Persian carpets have been around for at least 2500 years and are world famous. Interestingly, scientists at Razi University in Kermanshah, Iran, have now described a scientific process in which concentric, multi-element metal carpets are fabricated by what is known as one-pot electroplating. A floating piece of nickel foam as a bipolar electrode (BPE) is rotated in an aqueous solution containing a ternary mixture of metal ions. A sufficient direct current potential is applied to the drive electrodes. The parameters potential gradient, rotation and concentration/kinetic polarization are varied to achieve the desired result. The generation of the radial multi-element gradient was tested in a "one-pot" electroplating process for art jewelry (Fig. 1).
Fig. 2: One-pot carpet-like bipolar electrotechnique that could be used in future jewelry piecesByadjusting the bipolar gradient potential as a function of the applied DC potential, the rotation speed of the BPE, the inherent kinetic polarization of the metal ions (standard reduction potentials) and the concentration polarization (concentration of the base materials), a combined gradient potential was generated that is captured by the rotated BPE. This results in a concentric, isolated alloy across the center to the edges of the BPEs.
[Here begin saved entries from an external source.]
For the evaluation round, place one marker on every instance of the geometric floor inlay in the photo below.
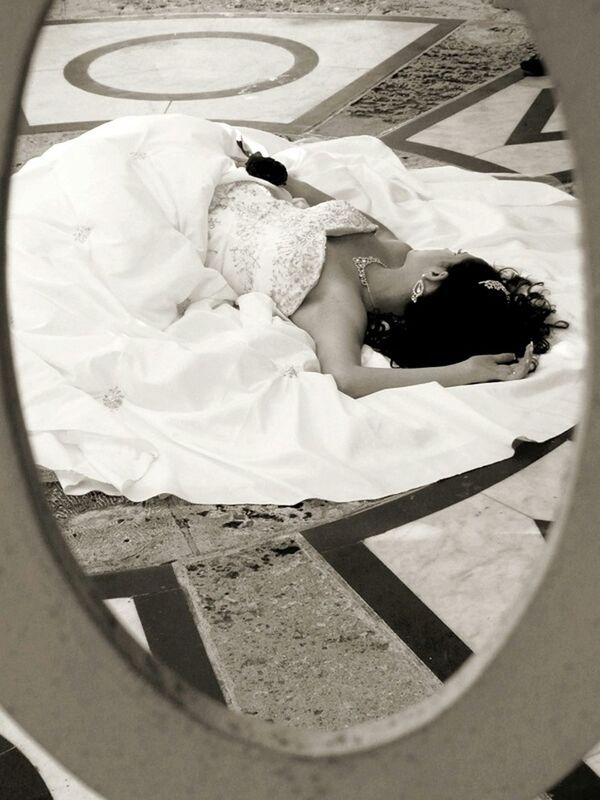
(510, 124)
(285, 73)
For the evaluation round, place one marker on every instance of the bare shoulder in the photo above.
(337, 325)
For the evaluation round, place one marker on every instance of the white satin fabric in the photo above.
(140, 375)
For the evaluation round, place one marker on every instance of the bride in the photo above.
(347, 280)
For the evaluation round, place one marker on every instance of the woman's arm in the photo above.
(314, 196)
(358, 381)
(338, 334)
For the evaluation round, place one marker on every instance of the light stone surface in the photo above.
(489, 122)
(347, 49)
(468, 563)
(125, 537)
(293, 643)
(538, 490)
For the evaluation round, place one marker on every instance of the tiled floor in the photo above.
(318, 625)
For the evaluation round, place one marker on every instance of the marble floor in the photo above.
(318, 616)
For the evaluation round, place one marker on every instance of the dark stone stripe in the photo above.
(398, 135)
(134, 582)
(529, 129)
(391, 65)
(19, 779)
(543, 526)
(429, 638)
(580, 784)
(410, 619)
(167, 622)
(174, 639)
(422, 502)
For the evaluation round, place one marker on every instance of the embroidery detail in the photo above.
(113, 398)
(264, 244)
(81, 233)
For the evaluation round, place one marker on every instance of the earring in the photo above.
(418, 290)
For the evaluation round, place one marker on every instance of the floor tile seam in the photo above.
(223, 676)
(368, 612)
(361, 95)
(235, 549)
(460, 99)
(76, 20)
(184, 528)
(512, 507)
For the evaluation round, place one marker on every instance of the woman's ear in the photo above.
(436, 275)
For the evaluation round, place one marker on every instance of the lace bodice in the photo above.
(265, 244)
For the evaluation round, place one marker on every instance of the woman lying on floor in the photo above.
(347, 280)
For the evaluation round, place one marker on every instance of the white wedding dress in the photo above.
(142, 370)
(262, 243)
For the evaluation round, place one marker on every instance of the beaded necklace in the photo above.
(361, 263)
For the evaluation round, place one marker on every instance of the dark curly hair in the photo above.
(463, 318)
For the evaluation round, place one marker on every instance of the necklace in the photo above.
(361, 263)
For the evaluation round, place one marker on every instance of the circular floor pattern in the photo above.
(159, 63)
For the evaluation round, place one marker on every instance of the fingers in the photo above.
(523, 366)
(504, 358)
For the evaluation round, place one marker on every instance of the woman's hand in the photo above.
(500, 367)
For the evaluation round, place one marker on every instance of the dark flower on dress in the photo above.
(267, 168)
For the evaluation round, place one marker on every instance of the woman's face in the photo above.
(431, 265)
(422, 262)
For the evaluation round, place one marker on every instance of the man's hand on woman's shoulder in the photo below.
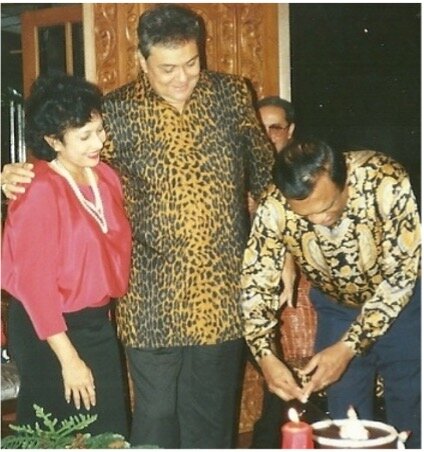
(13, 176)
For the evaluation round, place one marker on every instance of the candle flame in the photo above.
(351, 413)
(293, 416)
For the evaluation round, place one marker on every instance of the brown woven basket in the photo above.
(298, 327)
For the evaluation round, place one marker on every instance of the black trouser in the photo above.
(94, 338)
(186, 397)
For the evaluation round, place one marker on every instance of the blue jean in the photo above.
(396, 356)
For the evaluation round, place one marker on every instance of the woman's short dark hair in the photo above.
(297, 168)
(168, 25)
(57, 103)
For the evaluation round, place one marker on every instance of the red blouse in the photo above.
(55, 258)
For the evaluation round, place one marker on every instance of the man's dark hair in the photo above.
(297, 168)
(275, 101)
(168, 25)
(56, 104)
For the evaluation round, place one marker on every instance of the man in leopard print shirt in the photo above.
(188, 146)
(351, 223)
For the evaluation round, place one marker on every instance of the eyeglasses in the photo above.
(277, 129)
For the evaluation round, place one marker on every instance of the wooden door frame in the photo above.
(31, 20)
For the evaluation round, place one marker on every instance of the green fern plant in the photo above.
(61, 435)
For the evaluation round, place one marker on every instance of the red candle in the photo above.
(296, 434)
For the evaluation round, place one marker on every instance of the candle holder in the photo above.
(296, 434)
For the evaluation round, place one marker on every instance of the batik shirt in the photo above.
(369, 259)
(185, 178)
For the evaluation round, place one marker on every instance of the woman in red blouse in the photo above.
(66, 254)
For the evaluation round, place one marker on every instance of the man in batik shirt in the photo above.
(351, 223)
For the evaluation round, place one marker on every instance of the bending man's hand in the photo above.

In an artistic one-pot electro-engineering of two typical ternary mixtures of Cu-Ni-Mn and Cu-Co-Mn on nickel foam (NF) as a bipolar electrode, a typical example was described (Fig. 2).
Nature Scientific Reports Vol. 12, Article number: 16537 (2022); https://doi.org/10.1038/s41598-022-20929-7
Zn-Mn/Al2O3 composite coatings
In a joint study, scientists from Belgrade and Zvornik have investigated the corrosion resistance and mechanical properties of novel Zn-Mn/Al2O3 composite coatings. The coatings were electrodeposited at constant current density on steel from a chloride bath at room temperature. Aluminum oxide particles with a particle size of 0.3 μm were incorporated into the Zn-Mn matrix at a concentration of 1.0 g dm-3 in the bath and the hardness and corrosion resistance of the resulting composite coatings were tested.
In order to achieve a good dispersion of the coating solution and a homogeneous deposition of the second phase, the coatings were stirred mechanically and with the aid of ultrasound. The incorporation of Al2O3 particles was improved by the mechanical movement of the solution. However, agglomeration of the aluminum oxide particles occurred. In contrast, when the coating solution was stirred with ultrasound, a uniform distribution of the aluminum oxide particles was achieved. The presence of particles in the matrix, together with the use of ultrasound, led to grain refinement and a homogeneous microstructure. The Al2O3 nanoparticles incorporated into the Zn-Mn alloy matrix led to a significant increase in the indentation hardness and an increase in the corrosion resistance of the coating. However, the coating hardness only increased with the addition of aluminum oxide when the electrodeposition solution was stirred ultrasonically (Fig. 3).
Fig. 3: Optical images of the surface morphology of the Zn-Mn and Zn-Mn/Al2O3 coatings deposited under different parameters
The Zn-Mn alloy coatings, which exhibit high corrosion resistance, could be used as an alternative to cadmium coatings in the future.
Indian J. Eng. Mater. Sci. 2022, 29, pp. 540-549
Maintenance, repair and overhaul of aircraft
It is well known that electroplating plays an important role in the maintenance, repair and overhaul (MRO) of aircraft.
ExecuJet Malaysia, a Dassault Aviation Company in Subang Airport, Selangor, Malaysia has expanded its in-house airframe and engine MRO capabilities to include zinc-nickel and cadmium electroplating. The removal and installation of engine fan casings has also been added.
With the ability to offer zinc-nickel and cadmium electroplating, the company no longer needs to outsource this work. With this technology in-house, ExecuJet also has better control over the workflow of heavy airframe maintenance work and can ultimately offer better turnaround times.